Considering that curative-intent cytoreductive surgery for limited colorectal peritoneal metastases (CPM) is associated with a more favourable prognosis, timely detection of CPM is of utmost importance [5,6,7]. Unfortunately, CPM are difficult to detect on conventional imaging during normal follow-up and subsequently patients often present with advanced disease. Several factors, such as an advanced TNM stage at diagnosis, and mucinous or signet ring cell tumour histology have been found to be associated with an increased incidence of metachronous CPM. Thus, these parameters can be used to optimize follow-up for early detection of CPM [4].
In a previous population-based study we showed that synchronous CPM were less frequently diagnosed during laparoscopic resection than during open resection [8]. It was hypothesized that CPM might have been overlooked during laparoscopy due to an insufficient overview of the peritoneal cavity and the lack of tactile feedback. If this were true, this should result in an increased number of patients in whom peritoneal metastases are diagnosed during follow-up (i.e. metachronous CPM). A single-centre retrospective cohort study in patients with T4 colon cancer seemed to confirm this hypothesis, as they found a greater incidence of metachronous CPM after laparoscopic resection [9]. Such a finding could have serious consequences for the treatment of CRC, since laparoscopic resection has been increasingly applied given the lower complication rate, lower mortality rate, less major morbidity and a shorter hospital stay than open resection [10, 11].
Therefore, this study aimed to assess the impact of an open or laparoscopic approach on the incidence of metachronous peritoneal metastases in patients who underwent surgical treatment for CRC in a population-based cohort.
Methods
Data source
Data from the Netherlands Cancer Registry (NCR), which registers all newly diagnosed malignancies in the Netherlands, were used for this nationwide population-based cohort study. Trained data-managers routinely collect these data from hospital records. The International Classification of Disease – Oncology (ICD-O) was used to register the anatomical sites of the primary tumour and metastases, and the seventh edition of the Tumour Node Metastasis (TNM) classification was used to classify the tumour and nodal status. The clinical TNM stage was used when the pathological TNM stage was not available.
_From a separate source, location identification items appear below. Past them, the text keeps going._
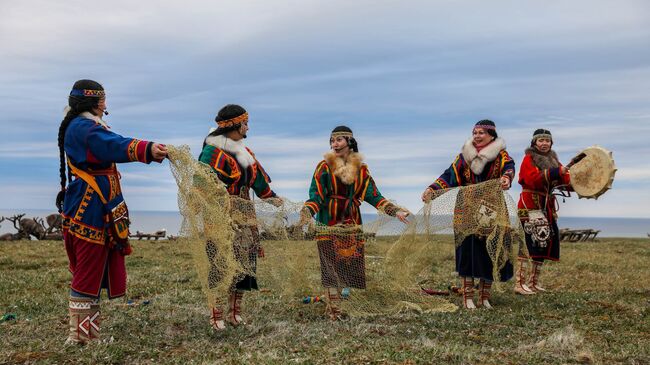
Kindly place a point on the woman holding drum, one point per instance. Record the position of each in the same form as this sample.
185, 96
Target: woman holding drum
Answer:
541, 172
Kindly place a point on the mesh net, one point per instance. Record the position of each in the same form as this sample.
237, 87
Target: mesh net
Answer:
388, 259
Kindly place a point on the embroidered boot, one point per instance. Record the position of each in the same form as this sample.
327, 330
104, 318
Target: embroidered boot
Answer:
234, 308
520, 284
468, 293
217, 318
333, 304
84, 320
484, 294
536, 271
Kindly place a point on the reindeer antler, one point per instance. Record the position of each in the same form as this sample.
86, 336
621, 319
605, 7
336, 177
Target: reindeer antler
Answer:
16, 218
40, 221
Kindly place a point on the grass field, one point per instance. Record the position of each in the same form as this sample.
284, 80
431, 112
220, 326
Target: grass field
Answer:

Normally, the NCR contains information on the primary tumour, metastases diagnosed at the time of diagnosis of the primary tumour, and primary treatment, after which a yearly update of the vital status is performed by linkage to the Dutch municipal administrative database. In 2019, the NCR data-managers performed a re-evaluation of all CRC patients diagnosed between January 1st 2015 and June 30th 2015, aiming for follow-up information on local or systemic recurrences and their treatment. All data were anonymized. No approval of a medical ethics committee was required.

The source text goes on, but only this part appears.